Further constraints, that rule out a simple TFriend mechanism, are:

  • Like to have a single file and single TTree at the end of the procedure.
  • The return value of GetListOfBranches() on the final TTree should be the union of all branches.

I’d like to document a working solution to this problem, using an intermediate RDataFrame:

 TFile file(f1, "OPEN");  // file of first TTree
 auto t1=(TTree*)file.Get(treename);
 t1->AddFriend(treename, f2); // add second TTree as friend
 ROOT::RDataFrame df(*t1);
 df.Snapshot(treename, finalfilename, ".*"); // write out combined columns

Thanks to @Axel for this proposition.

While this solution is working, I am wondering whether there is a faster mechanism
never unfolding/decompressing any data (and possibly using parallel copy).
Any suggestion how this could be achieved, using for instance TTreeCloner etc., would be appreciated.

1 Like

While this solution is working, I am wondering whether there is a faster mechanism
never unfolding/decompressing any data (and possibly using parallel copy).
Any suggestion how this could be achieved, using for instance TTreeCloner etc., would be appreciated.

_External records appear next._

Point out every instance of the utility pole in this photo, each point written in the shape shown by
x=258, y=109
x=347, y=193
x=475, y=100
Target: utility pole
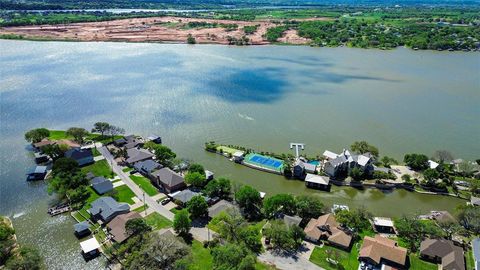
x=297, y=146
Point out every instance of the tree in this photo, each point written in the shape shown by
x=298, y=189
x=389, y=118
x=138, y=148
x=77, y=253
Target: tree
x=279, y=203
x=65, y=165
x=387, y=161
x=182, y=223
x=431, y=174
x=101, y=127
x=159, y=252
x=232, y=256
x=36, y=135
x=357, y=174
x=418, y=162
x=443, y=156
x=469, y=218
x=220, y=187
x=309, y=206
x=191, y=39
x=164, y=155
x=197, y=207
x=196, y=168
x=363, y=147
x=249, y=199
x=137, y=226
x=115, y=131
x=195, y=179
x=466, y=168
x=27, y=259
x=77, y=133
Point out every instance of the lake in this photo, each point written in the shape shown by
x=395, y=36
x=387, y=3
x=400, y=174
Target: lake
x=262, y=97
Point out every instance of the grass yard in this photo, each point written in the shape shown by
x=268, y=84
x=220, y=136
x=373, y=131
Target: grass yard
x=125, y=194
x=127, y=169
x=157, y=221
x=100, y=168
x=144, y=184
x=417, y=263
x=226, y=149
x=345, y=259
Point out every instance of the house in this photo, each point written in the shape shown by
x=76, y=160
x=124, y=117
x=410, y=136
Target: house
x=154, y=138
x=476, y=252
x=101, y=185
x=317, y=181
x=292, y=220
x=301, y=167
x=383, y=225
x=219, y=207
x=380, y=252
x=432, y=164
x=169, y=180
x=37, y=173
x=475, y=201
x=209, y=175
x=128, y=142
x=83, y=157
x=146, y=167
x=82, y=229
x=343, y=163
x=326, y=228
x=116, y=227
x=184, y=196
x=105, y=209
x=238, y=156
x=90, y=248
x=137, y=154
x=443, y=252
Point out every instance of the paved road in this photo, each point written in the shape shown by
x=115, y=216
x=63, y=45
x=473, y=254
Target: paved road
x=287, y=262
x=199, y=233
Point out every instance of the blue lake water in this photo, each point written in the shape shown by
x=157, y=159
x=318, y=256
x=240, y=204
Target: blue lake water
x=261, y=97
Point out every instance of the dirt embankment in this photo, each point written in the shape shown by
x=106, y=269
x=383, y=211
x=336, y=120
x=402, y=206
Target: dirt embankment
x=157, y=29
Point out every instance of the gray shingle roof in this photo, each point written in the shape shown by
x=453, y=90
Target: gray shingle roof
x=108, y=208
x=169, y=177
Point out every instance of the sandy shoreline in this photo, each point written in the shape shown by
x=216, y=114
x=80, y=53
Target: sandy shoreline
x=155, y=29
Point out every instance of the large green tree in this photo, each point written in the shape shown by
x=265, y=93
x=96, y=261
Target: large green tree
x=77, y=133
x=363, y=147
x=36, y=135
x=249, y=199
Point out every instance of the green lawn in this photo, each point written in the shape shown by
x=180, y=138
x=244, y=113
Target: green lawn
x=127, y=169
x=100, y=168
x=125, y=194
x=226, y=149
x=144, y=184
x=345, y=259
x=418, y=264
x=157, y=221
x=201, y=257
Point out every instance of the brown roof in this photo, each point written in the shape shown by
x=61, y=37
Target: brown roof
x=379, y=248
x=116, y=227
x=451, y=255
x=327, y=226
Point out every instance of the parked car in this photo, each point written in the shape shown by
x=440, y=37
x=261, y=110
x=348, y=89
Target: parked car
x=165, y=201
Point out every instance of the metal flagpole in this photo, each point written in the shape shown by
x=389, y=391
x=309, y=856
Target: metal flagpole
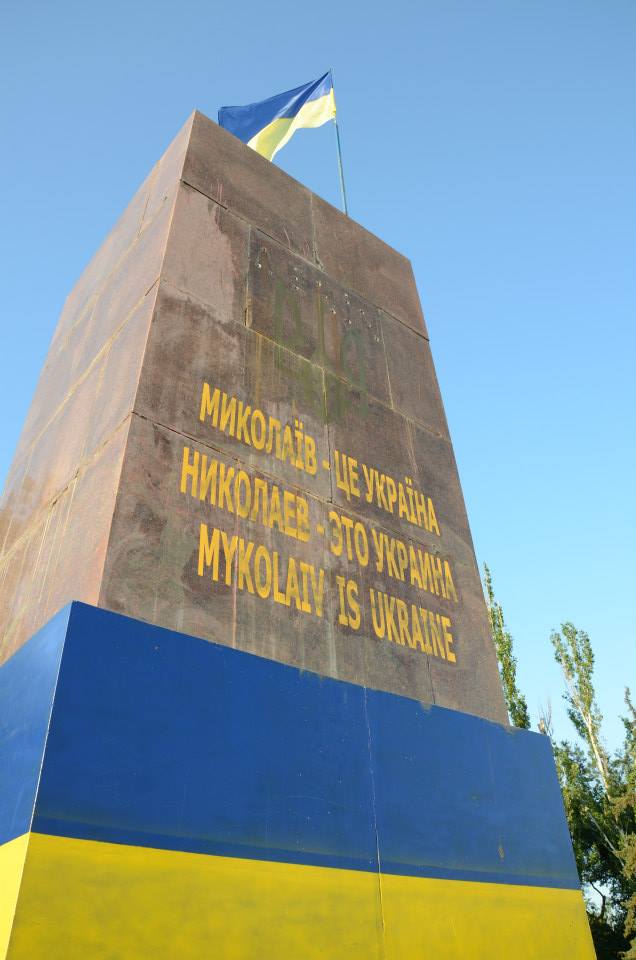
x=340, y=170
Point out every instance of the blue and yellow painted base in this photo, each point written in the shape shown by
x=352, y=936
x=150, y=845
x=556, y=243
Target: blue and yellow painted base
x=197, y=801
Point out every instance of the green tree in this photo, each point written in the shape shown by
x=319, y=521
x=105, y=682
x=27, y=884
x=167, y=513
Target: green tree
x=599, y=789
x=515, y=700
x=599, y=794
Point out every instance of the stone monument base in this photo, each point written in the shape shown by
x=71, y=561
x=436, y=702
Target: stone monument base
x=167, y=797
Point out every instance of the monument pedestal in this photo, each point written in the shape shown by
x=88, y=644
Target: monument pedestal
x=198, y=801
x=299, y=746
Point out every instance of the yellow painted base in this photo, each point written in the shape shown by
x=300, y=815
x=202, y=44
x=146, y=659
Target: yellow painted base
x=83, y=900
x=12, y=857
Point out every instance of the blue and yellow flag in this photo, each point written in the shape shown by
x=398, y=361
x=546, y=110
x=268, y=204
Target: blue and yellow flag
x=268, y=125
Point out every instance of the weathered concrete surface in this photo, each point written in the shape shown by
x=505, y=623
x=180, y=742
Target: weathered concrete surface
x=224, y=271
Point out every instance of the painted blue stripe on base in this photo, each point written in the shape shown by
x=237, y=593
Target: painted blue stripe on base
x=27, y=686
x=454, y=792
x=161, y=739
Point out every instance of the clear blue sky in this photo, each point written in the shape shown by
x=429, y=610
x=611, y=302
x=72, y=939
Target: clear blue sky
x=493, y=143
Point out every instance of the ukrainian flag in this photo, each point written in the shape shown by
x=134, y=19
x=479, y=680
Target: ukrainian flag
x=267, y=126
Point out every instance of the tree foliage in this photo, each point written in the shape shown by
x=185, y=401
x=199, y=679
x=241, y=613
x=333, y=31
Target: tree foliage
x=599, y=794
x=599, y=788
x=515, y=701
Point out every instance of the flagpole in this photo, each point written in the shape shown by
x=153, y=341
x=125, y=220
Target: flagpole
x=339, y=148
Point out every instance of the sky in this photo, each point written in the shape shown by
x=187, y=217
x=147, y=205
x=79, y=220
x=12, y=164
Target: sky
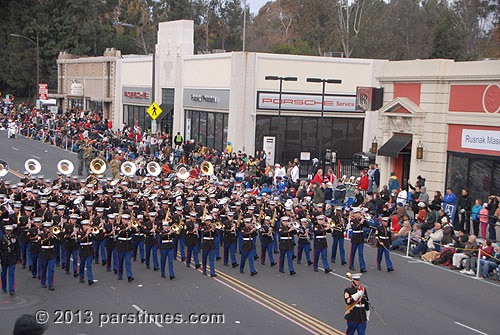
x=255, y=5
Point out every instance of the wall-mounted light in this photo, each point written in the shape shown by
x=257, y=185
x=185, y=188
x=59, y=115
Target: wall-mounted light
x=374, y=145
x=420, y=150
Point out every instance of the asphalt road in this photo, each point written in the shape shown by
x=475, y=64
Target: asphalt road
x=417, y=298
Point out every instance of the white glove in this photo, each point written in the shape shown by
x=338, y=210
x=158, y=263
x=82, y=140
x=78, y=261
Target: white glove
x=357, y=295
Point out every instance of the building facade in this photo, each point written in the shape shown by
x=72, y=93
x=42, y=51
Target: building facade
x=449, y=111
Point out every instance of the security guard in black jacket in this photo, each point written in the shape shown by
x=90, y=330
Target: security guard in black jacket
x=357, y=311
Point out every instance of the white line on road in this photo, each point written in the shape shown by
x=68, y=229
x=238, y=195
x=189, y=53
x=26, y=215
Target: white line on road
x=470, y=328
x=156, y=323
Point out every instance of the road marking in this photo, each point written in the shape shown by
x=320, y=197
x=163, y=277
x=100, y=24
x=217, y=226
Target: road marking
x=470, y=328
x=141, y=310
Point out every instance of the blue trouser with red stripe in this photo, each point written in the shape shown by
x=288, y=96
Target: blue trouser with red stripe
x=266, y=247
x=380, y=252
x=306, y=248
x=12, y=278
x=229, y=249
x=48, y=269
x=289, y=255
x=320, y=252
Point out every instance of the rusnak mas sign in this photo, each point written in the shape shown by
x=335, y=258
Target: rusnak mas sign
x=306, y=102
x=136, y=95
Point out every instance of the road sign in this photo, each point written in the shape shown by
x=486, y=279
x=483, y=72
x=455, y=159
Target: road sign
x=154, y=110
x=43, y=90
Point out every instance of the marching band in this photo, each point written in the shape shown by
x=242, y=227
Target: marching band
x=113, y=221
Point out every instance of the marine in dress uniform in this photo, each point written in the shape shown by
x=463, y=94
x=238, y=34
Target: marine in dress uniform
x=124, y=247
x=208, y=233
x=247, y=233
x=320, y=244
x=229, y=238
x=338, y=236
x=357, y=239
x=286, y=245
x=86, y=252
x=266, y=243
x=166, y=241
x=384, y=244
x=8, y=257
x=357, y=309
x=304, y=245
x=47, y=256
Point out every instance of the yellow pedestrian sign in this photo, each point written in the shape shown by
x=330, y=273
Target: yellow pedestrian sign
x=154, y=110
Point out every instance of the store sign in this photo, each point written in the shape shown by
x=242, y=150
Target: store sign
x=43, y=91
x=76, y=88
x=209, y=98
x=304, y=102
x=481, y=139
x=141, y=95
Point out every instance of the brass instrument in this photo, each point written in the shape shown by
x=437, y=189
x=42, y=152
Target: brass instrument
x=98, y=166
x=32, y=166
x=207, y=168
x=4, y=168
x=65, y=167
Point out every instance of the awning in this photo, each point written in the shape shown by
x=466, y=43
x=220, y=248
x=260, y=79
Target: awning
x=393, y=147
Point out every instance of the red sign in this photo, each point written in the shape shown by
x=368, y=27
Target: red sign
x=475, y=98
x=136, y=95
x=43, y=91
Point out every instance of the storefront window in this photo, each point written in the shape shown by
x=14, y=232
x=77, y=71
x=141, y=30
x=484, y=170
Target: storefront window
x=477, y=173
x=207, y=128
x=136, y=115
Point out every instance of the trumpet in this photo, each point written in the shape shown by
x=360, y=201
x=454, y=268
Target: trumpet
x=98, y=166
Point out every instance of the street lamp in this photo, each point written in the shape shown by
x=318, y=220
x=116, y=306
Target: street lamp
x=281, y=79
x=324, y=82
x=37, y=59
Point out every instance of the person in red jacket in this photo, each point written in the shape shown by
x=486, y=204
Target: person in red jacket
x=364, y=182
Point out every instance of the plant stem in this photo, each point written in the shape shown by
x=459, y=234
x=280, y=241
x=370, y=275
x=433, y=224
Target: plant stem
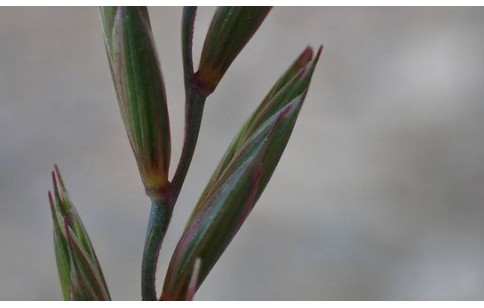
x=193, y=120
x=158, y=223
x=161, y=210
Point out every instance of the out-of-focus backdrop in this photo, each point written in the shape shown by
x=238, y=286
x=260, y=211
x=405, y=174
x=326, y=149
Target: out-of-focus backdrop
x=378, y=196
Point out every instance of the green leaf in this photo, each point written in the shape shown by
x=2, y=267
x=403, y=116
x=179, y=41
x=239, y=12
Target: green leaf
x=79, y=271
x=230, y=30
x=140, y=91
x=239, y=180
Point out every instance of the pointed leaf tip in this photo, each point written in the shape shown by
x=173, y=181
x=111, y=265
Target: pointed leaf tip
x=240, y=178
x=140, y=91
x=230, y=30
x=79, y=271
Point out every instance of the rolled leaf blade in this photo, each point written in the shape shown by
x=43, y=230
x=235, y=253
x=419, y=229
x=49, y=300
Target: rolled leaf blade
x=140, y=90
x=79, y=271
x=230, y=30
x=239, y=180
x=292, y=83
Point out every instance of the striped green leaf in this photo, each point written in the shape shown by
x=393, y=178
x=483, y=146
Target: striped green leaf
x=140, y=91
x=230, y=30
x=80, y=274
x=239, y=180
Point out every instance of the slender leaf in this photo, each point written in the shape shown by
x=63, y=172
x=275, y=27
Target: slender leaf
x=80, y=274
x=231, y=28
x=239, y=181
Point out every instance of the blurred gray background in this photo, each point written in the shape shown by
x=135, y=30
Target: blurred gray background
x=379, y=195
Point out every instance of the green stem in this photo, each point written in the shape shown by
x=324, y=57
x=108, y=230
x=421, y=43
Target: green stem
x=161, y=210
x=193, y=120
x=158, y=223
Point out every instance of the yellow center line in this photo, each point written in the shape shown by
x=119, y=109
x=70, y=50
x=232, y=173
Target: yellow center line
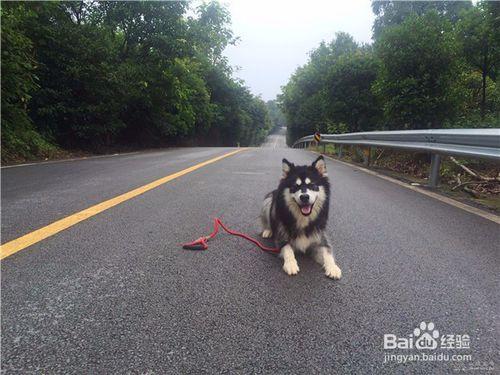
x=38, y=235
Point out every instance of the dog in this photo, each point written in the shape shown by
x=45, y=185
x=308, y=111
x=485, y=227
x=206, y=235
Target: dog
x=296, y=213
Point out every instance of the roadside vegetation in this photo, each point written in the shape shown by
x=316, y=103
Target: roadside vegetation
x=99, y=76
x=470, y=180
x=431, y=65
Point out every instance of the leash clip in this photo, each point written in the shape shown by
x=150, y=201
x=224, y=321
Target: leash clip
x=199, y=244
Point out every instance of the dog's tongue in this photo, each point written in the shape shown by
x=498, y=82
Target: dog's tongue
x=306, y=210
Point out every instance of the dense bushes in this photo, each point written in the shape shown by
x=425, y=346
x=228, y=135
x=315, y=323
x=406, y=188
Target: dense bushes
x=432, y=65
x=91, y=75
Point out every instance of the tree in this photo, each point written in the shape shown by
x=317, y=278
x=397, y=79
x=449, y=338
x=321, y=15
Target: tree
x=417, y=72
x=480, y=43
x=351, y=100
x=391, y=13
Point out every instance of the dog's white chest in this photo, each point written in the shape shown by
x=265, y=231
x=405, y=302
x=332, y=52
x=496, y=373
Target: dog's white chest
x=302, y=243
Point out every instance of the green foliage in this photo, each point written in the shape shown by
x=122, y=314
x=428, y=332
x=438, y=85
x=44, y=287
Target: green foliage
x=91, y=75
x=479, y=40
x=433, y=64
x=417, y=72
x=332, y=91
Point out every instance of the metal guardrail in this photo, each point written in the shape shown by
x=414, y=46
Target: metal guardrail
x=473, y=143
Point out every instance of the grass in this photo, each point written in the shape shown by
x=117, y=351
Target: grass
x=414, y=168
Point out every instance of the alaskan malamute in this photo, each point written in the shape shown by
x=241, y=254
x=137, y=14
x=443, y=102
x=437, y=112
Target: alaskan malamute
x=295, y=215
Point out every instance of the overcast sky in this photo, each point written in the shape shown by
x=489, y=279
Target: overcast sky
x=277, y=35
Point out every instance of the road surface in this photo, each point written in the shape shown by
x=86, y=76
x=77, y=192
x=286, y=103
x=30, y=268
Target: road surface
x=116, y=294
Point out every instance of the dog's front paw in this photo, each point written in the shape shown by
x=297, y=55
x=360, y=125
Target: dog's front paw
x=291, y=267
x=333, y=271
x=267, y=233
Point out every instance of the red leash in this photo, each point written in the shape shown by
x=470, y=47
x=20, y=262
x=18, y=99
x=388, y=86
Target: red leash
x=202, y=242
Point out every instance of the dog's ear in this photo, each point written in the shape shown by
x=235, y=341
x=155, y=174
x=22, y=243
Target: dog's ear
x=320, y=165
x=286, y=167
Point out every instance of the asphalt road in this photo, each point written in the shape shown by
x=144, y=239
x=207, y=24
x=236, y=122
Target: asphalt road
x=116, y=294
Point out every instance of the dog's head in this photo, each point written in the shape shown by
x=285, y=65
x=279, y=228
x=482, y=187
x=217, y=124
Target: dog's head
x=305, y=188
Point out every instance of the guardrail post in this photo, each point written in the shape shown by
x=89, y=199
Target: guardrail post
x=367, y=154
x=434, y=172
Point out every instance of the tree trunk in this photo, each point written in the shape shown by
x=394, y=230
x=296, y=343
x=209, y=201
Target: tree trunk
x=483, y=96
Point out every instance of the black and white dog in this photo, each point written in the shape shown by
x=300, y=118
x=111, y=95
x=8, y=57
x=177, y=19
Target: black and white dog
x=296, y=213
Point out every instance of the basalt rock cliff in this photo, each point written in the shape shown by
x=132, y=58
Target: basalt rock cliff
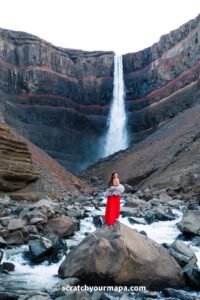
x=60, y=98
x=16, y=168
x=57, y=98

@pcanal can you please suggest something here?

We are have not implemented the horizontal merge yet.

One solution (not exact to Sandro’s requirement but close):

auto mainfile = TFile::Open(firsttreefilename, "UPDATE");
auto friendfile = TFile::Open(secondtreefilename, "READ");
auto friendtree = ffriendfile>Get<Tree>(secondtreename);
mainfile->cd();
auto friendcopy = friendtree->CloneTree(-1, "fast");
auto maintree = mainfile->Get<TTree>(firsttreename);
maintree->AddFriend(friendcopy);
mainfile->Write();

now for the updated firsttreefile the main/first will “appear” to the user as a single tree horizontally merging the 2 tree (because the TTreeFriend-ship is persistent.

Further more replacing the AddFriend line above with:

maintree->GetListOfBranches()->AddAll( friendcopy->GetListOfBranches() );

might do the trick for most cases. (Things not handled properly includes the BranchRef mechanism, content of TTree::GetUserInfo, the cluster boundaries (only the one from the main tree are kept, the new branches may or may not be aligned, tree size information (bytes saves,etc.), conflict of branch name ).